When is QAT (Quantization-Aware Training) better than PTQ?

QAT is clearly superior in two scenarios: (1) Extreme low-bit (INT3, INT2): PTQ has 5-10% MMLU loss, QAT reduces to 1-2%. (2) Severe quality regression (3%+ MMLU loss with PTQ): QAT can recover most of it. Gemma 3 QAT (Google 2025) achieved only 1.5% MMLU loss at INT4. Trade-off: QAT compute cost (1.5-2x full FT), training time + data needs. Practical: start with PTQ; if the quality threshold is not crossed, recover with a hybrid PTQ + QAT approach. Module 11 covers in detail.

Is Apple Silicon (M3 Max, M4 Max) sufficient for production LLM serving?
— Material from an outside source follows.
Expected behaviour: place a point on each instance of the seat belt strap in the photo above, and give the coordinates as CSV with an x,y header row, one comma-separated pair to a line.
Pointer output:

Yes in certain scenarios, no in others. Sufficient for: single user / few concurrent (5-20 req/sec), 7B-70B GGUF Q4_K_M, 100-300ms tolerable latency, batch size 1-4. Insufficient for: high-throughput multi-tenant SaaS (1000+ concurrent), reasoning-model long-trace (32K+ context KV-cache memory is insufficient), production scaling (multi-GPU cluster required). Practical: prototype + small business + on-device privacy-aware deployment → Apple Silicon ideal; enterprise scale → H100/B200 cluster. M4 Max with 128GB RAM can run 70B GGUF Q6_K. Module 7.3 covers in detail.

What concrete artifacts will I have at the end of the training?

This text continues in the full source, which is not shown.